This is a column for my Thai readers only. That's because I want to teach them a lesson about their service staff. I want to make a complaint and I want Thais to sit up and take notice. Simply put ... what on earth has happened to good ol' service these days? I'm talking about restaurants.
You'll never guess what happened to me last week smack bang in the middle of the city at two well-known eating establishments whose names shall remain nameless, for the sole reason I have forgotten how to spell one of them.
But it brought home to me the level of ineptitude we mortals have to put up with when we come face to face with the waiters and waitresses of today. Did I just sound like my parents? It happened on Jan 1, 2009, a day traditionally reserved for staying in, nursing headaches and trying to ignore undercurrent desires to break those New Year's resolutions which sounded so right, so appropriate after a few screwdrivers the night before.
I went against the flow and ventured outside because I had to meet two Australian friends and so there I was, walking the streets with two Thai friends and the two Aussies when we decided to go get something to eat. We weren't the only ones out.
There were lots of people at the first restaurant we chose, and as we sat ourselves at a table we glanced at the menu and mulled over our order. It became clear that there was a severe shortage of waiters, a massive oversupply of customers, and what little staff they had were running around like proverbial chooks (chickens) with their heads cut off.
They picked up plates and doled them out with an urgency not usually seen by the service industry of today. There are only so many times one can peruse a menu before thoughts turn to other things, such as the length of one's fingernails or the rumblings in one's stomach. It took 10 minutes before an older lady flew past at breakneck speed administering plates to another table when I took the unusual stance of positive action and tripped her up as she wended her way back to the kitchen.
"Can we order?" I asked. She looked up and said to me, in excellent English: "We don't have many staff today and there are dozens of orders still not cooked, and we're way behind so if you order anything it's going to take ages."
I opened my mouth to reply - alas, she was gone. Of all the nerve! There was a general consensus about the validity of a restaurant asking patrons not to order, and it was decided our hard-earned cash could be handed over somewhere else. So, gathering our belongings and cloaking ourselves in the biggest huff we could possibly muster, we flounced out of that restaurant and down the street.

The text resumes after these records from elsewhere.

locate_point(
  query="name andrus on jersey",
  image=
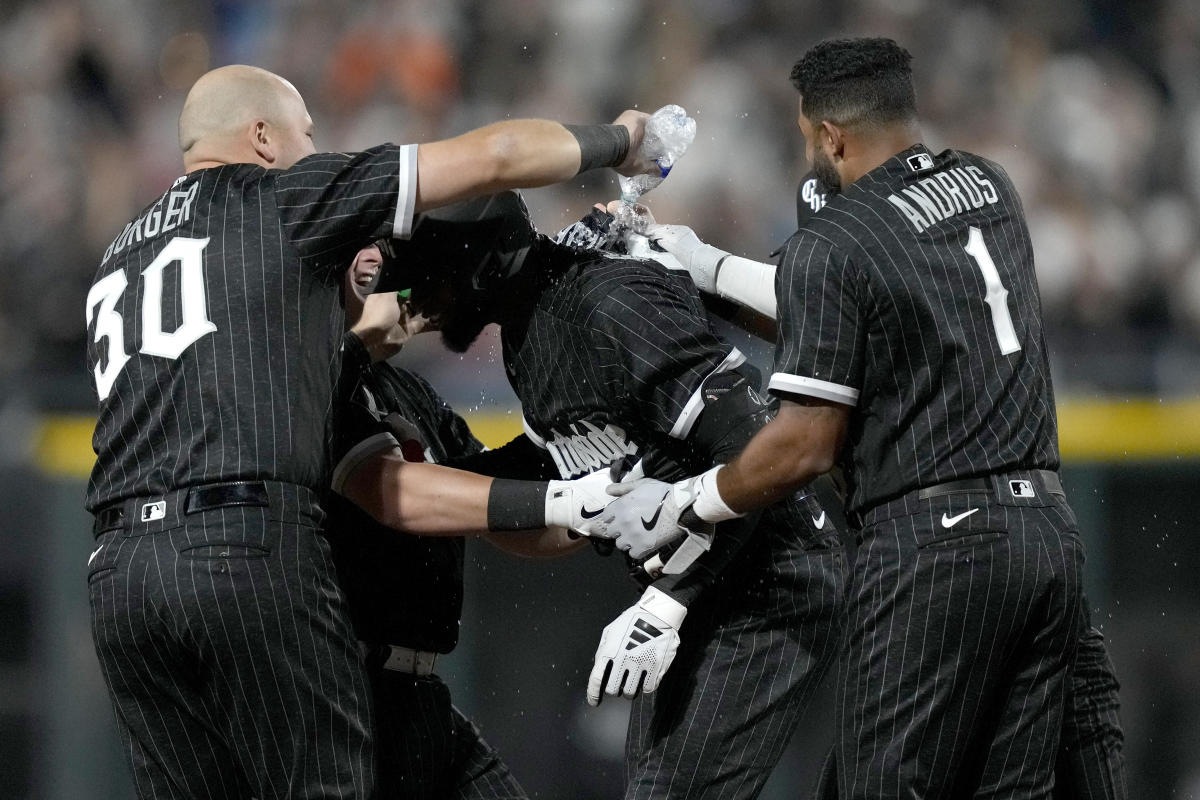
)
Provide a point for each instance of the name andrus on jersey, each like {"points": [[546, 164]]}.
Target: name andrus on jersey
{"points": [[945, 194]]}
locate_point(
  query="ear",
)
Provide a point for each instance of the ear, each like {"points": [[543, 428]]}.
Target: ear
{"points": [[262, 142], [833, 138]]}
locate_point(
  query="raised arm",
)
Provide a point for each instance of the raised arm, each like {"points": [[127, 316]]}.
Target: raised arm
{"points": [[522, 154]]}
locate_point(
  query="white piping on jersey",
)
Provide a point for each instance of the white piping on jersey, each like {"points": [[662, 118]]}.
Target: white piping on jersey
{"points": [[814, 388], [406, 196]]}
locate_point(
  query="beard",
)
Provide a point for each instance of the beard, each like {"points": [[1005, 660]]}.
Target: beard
{"points": [[826, 173]]}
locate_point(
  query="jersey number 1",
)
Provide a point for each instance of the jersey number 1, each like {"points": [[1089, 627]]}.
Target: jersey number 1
{"points": [[996, 296], [155, 341]]}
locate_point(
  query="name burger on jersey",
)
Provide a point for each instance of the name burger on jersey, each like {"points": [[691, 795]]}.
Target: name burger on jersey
{"points": [[157, 220], [588, 447], [943, 194]]}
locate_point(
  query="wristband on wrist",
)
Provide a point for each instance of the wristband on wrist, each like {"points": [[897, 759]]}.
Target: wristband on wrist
{"points": [[516, 505], [709, 505], [600, 145]]}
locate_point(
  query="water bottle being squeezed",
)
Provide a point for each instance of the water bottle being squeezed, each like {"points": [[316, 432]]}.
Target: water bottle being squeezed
{"points": [[667, 134]]}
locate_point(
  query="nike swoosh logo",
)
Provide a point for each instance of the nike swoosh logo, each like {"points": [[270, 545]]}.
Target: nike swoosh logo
{"points": [[648, 524], [949, 522]]}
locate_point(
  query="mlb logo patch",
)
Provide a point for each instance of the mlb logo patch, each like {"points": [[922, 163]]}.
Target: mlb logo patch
{"points": [[921, 161], [153, 511], [1021, 488]]}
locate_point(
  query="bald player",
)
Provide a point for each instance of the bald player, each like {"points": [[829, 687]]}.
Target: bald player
{"points": [[215, 329]]}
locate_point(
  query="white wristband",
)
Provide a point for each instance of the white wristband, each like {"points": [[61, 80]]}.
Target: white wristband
{"points": [[747, 283], [709, 505]]}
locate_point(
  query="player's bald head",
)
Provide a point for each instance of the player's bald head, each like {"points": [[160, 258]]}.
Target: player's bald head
{"points": [[223, 102]]}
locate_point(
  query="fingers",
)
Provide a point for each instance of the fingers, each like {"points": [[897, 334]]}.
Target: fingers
{"points": [[599, 677], [621, 489]]}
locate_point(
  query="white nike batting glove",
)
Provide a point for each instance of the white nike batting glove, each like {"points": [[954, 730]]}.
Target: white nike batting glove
{"points": [[696, 257], [645, 515], [577, 504], [637, 648], [648, 513]]}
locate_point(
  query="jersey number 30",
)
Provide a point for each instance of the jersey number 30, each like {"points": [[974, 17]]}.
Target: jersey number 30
{"points": [[107, 292]]}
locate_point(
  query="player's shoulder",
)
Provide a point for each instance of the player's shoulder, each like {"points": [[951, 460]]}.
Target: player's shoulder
{"points": [[605, 284]]}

"Whatever happened to good service?" my Aussie friend clucked. "Remember the days when waiters and waitresses were good here?"
I am loathe to enter such discussions for fear of glancing into a mirror and seeing the reflection of my elderly mother or father or, worse, a combination of both. Before I could offer an opinion we were at a new restaurant.
A young man with an unfortunate crooked smile found us a table and handed out some menus. Again, his English was excellent. I detected a New Zealand accent - always disappointing, but not completely debilitating - as he said: "What can I get for you?" Before we could answer he continued: "By the way, our breakfast menu finished at 11.30, and the lunch menu begins at midday."
He continued to smile like the Leaning Tower of Pisa as I looked at my watch. It was 11.46am.
"So ... what does that make us in now?" I asked, and his brow creased. I had used a question form far too complicated for a man educated in New Zealand to comprehend, where they spend too much time in the curriculum on "How much" and "May I have the bill, please?"
"What I mean is, what can I order now?" I asked. He shook his head. "Nothing," he said with his rollercoaster smile. "Now let's get this straight. I'm in a restaurant ... that's open ... but I can't get anything to eat."
I had fallen into a culinary Twilight Zone. Was Rod Serling lurking near the men's toilet ready to jump out? Was there a sign post up ahead?
I was momentarily confused, despite my long tenure in Bangkok, which often throws up scenarios straight out of any 1960s sci-fi series, but this one was definitely the very limit of the Outer Limits. The waiter just nodded.
Then, as if it would make everything okay, he said: "But you can order drinks!"
I turned to my Thai and Aussie friends and said, in both languages: "This has to be some kind of reality TV show. Let's get out of here." As we donned our huff and marched down Injustice Road once more, we lamented the decline of days when restaurants offered food when they were open, and of days when friendly waiters and waitresses made you feel special rather than imposing by daring to visit their establishment during a rush.
Was this endemic of the world, or just here? We finally found a nice place for lunch (it was midday) and ordered our food and looked around us.
"What's happened to this city? It never used to be like this," I said to nobody in particular, sounding like an actor out of the Bold And The Beautiful. "I know," said one of my friends. "It makes you realise how lucky we are in Bangkok."
Yes, we are, and - oh but didn't I mention that, dear reader? This isn't Bangkok. I'm in my hometown of Brisbane, Australia. I'm sitting in the Queen Street Mall, and that's where all this took place.
Surely ... surely you didn't think this was Bangkok?! That's why I want this column to be a lesson to all my Thai readers. Don't think things are better overseas. Be proud of yourselves.
Service on the whole is excellent here and I thank my lucky stars I'm not a slave to Australian restaurant service staff. Hooray for Thailand!